Noor believes that there are true transgenders in society, but that most kids are just confused. Here’s the final question. Observe how she tells the kids to get outside their heads and get offline:

What would you say to other girls who think they are boys? Any advice for them?

 There’s nothing wrong with your body. To be straightforward, you will never be male. You will never have a Y chromosome. You will never have a real penis. Stop hurting yourself. Not wanting to be female doesn’t mean you’re really male. Not wanting to be female makes sense when girls are sexualized before we’re ready to even feel sexual, and when people think we’re weak both intellectually and physically, when people don’t take us seriously, when people tell us to smile and be nice.

You weren’t born in the wrong body because that’s not possible.

You were born into a society where looks mean everything. But really our bodies are just what keep us alive. Why don’t we fight back against the idea that any person looks wrong as they are? Your “outside” doesn’t need to “match your inside.” The outside isn’t important enough to hurt yourself over.

Get angry at gender stereotypes. You can dress however you want but that’s called “fashion” or presentation. Your identity should be who you are and the things you do, not what you look like. I have resting grouch face. I don’t need to train my face to look kind or have surgery to make my face look kind, I just have to be a kind person.

You think, how can I act male? There’s no such thing as acting male. Male is a biological sex and you will never be that. Just act like you.

Go outside. Move your body. Make art, do something. Don’t spend time with other people’s stories about self-loathing and self-diagnosis. Stop feeling oppressed when you’re probably not oppressed. I know transitioning can make you feel like you get a lot of control but medically transitioning doesn’t give you power. It just makes someone else money.

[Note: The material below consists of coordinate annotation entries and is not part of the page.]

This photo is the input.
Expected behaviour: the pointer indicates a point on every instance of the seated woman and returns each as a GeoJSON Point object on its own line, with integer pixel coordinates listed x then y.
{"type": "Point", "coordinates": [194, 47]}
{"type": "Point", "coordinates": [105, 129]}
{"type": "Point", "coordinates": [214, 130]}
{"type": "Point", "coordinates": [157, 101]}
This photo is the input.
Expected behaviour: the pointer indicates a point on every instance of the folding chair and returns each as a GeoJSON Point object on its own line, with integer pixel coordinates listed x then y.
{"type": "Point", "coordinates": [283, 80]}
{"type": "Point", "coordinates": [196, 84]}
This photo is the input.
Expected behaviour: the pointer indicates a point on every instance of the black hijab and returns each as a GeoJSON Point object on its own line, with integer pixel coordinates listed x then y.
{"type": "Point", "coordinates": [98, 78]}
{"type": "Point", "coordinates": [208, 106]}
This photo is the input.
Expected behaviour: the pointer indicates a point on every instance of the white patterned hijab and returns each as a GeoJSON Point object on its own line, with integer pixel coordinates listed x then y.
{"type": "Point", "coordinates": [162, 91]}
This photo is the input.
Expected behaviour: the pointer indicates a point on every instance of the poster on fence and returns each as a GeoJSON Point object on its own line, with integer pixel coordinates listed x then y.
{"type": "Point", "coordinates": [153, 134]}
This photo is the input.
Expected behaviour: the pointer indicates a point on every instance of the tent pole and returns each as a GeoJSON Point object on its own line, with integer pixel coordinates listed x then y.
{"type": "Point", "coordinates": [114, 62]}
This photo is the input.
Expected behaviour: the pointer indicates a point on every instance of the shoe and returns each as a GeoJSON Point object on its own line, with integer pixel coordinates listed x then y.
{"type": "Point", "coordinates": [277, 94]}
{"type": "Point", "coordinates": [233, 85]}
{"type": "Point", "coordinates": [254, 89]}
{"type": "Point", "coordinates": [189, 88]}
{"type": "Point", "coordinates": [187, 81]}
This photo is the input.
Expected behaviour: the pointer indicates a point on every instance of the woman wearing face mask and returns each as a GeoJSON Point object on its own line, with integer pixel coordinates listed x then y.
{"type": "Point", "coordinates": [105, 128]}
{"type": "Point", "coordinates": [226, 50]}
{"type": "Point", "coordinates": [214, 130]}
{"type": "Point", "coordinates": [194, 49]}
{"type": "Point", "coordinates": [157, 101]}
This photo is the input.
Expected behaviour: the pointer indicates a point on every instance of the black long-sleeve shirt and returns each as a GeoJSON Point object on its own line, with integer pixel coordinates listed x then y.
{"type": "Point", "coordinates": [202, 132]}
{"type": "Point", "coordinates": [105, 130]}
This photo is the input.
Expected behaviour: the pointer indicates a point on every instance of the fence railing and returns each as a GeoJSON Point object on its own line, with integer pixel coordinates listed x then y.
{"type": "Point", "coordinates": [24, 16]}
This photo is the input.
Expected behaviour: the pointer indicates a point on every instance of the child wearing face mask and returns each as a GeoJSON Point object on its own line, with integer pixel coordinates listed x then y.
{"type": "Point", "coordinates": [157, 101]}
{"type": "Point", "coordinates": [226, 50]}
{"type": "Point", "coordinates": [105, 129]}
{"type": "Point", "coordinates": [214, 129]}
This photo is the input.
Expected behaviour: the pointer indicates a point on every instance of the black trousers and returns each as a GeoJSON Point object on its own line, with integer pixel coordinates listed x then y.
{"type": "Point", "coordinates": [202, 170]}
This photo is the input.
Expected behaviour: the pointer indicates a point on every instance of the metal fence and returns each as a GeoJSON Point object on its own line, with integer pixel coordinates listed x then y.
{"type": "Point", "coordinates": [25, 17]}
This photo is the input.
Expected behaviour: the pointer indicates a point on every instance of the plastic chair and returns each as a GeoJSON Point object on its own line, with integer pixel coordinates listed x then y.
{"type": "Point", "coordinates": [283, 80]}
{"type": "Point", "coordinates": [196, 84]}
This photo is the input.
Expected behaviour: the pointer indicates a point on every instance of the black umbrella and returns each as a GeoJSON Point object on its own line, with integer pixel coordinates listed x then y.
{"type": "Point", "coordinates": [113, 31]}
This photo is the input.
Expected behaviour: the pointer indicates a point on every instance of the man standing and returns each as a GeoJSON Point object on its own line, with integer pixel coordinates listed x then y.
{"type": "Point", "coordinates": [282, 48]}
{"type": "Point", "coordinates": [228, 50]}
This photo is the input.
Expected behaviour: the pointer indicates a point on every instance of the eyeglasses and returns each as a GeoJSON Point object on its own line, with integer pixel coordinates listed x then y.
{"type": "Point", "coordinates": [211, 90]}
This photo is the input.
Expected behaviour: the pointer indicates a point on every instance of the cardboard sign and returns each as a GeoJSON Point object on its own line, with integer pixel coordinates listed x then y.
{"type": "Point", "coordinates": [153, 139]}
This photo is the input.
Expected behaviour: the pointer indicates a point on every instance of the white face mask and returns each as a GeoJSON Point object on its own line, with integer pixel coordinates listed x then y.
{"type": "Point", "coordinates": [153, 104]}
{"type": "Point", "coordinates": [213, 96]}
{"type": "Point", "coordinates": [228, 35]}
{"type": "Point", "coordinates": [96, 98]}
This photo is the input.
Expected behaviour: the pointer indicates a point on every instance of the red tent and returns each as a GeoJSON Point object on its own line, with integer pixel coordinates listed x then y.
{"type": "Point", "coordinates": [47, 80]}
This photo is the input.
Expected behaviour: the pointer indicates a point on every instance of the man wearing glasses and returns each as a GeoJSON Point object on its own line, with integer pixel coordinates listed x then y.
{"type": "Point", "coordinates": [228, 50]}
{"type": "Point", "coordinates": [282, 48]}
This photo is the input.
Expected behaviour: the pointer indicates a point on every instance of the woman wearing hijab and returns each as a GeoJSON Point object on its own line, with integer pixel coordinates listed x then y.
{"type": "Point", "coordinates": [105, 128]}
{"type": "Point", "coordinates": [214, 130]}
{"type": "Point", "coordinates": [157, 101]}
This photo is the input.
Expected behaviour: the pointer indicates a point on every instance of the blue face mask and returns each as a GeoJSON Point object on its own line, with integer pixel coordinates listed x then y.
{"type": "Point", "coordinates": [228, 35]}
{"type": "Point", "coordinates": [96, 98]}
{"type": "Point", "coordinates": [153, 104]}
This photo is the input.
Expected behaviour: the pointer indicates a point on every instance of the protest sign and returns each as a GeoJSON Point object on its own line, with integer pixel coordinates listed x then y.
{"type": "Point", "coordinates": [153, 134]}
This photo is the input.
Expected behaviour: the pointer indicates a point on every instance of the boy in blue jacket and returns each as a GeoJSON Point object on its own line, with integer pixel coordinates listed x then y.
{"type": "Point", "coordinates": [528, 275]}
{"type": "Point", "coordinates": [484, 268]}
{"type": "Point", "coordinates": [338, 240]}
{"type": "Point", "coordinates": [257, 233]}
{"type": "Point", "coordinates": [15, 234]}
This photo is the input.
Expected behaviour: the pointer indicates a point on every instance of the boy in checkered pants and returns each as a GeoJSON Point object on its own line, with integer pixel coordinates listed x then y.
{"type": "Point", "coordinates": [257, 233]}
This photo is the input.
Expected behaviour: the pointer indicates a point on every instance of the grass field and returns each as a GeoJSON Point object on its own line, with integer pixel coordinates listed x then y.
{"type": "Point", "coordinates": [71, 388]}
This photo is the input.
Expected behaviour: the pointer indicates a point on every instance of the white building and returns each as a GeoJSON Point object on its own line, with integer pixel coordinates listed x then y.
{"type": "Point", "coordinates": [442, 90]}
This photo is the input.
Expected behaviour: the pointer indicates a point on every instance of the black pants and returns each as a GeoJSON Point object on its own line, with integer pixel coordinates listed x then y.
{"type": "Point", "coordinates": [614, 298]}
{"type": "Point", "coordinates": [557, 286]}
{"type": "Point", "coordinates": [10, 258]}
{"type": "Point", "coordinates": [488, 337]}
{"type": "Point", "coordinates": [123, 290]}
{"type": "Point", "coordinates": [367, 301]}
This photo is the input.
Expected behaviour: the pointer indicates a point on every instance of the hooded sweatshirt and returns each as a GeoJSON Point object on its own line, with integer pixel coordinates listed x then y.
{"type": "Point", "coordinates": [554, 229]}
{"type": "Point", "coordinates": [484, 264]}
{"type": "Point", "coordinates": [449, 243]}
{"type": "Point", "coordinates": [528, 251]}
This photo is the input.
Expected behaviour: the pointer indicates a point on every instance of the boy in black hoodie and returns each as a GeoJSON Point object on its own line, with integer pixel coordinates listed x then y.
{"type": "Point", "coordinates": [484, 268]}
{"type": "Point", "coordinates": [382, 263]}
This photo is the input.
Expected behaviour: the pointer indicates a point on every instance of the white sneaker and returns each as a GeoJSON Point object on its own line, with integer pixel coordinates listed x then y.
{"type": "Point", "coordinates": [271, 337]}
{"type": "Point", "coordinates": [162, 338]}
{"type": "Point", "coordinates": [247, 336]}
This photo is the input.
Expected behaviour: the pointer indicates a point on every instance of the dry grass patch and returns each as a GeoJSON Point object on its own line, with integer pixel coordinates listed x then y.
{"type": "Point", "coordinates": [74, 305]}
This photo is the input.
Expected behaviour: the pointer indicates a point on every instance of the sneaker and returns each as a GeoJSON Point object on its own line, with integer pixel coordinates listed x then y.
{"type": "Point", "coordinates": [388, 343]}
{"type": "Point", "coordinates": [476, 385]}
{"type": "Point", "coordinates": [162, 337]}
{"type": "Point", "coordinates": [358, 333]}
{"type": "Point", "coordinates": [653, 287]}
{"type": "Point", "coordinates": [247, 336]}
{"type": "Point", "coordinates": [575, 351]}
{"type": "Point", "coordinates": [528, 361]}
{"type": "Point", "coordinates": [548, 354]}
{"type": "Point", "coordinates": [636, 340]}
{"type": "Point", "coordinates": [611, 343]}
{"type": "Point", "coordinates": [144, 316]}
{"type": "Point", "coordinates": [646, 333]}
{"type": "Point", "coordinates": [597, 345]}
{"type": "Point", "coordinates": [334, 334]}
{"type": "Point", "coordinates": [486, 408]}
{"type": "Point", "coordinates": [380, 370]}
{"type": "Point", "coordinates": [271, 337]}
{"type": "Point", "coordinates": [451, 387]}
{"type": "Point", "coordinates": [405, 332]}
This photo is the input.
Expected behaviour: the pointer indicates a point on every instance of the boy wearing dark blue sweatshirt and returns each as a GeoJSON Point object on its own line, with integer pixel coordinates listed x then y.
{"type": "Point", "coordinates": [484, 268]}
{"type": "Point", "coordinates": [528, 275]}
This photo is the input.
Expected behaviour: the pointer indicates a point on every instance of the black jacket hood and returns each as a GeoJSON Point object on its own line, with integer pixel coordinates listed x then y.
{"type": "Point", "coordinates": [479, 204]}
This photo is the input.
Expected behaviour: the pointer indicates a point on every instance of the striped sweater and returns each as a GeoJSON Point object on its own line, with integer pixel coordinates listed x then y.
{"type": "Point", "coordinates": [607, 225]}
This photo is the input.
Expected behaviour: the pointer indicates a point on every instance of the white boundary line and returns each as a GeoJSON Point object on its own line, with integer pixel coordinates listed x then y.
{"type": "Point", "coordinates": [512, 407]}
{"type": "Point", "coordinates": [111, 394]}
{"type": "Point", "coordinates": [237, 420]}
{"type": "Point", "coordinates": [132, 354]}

Find people to talk to and ask for help if you need it. And find people who will ask you hard questions.

Read the whole thing. 

I came across this essay via this Twitter link:

https://platform.twitter.com/widgets.js

It’s true. If you only go to the entire Noor interview to see the art she was making during this time, it’s worth it. Those images tell a story. A very dark story.

[Name’s] interview appears on 4th Wave Now, a website for parents and others skeptical of the transgender trend. You might think this is not an issue that will ever affect you, but if you read her story, and see how a girl enduring the ordinary discomfort and alienation from her body that most adolescents go through at puberty became convinced that she was a boy, you’ll be a lot more careful about your kids going into the Upside Down that is the Internet.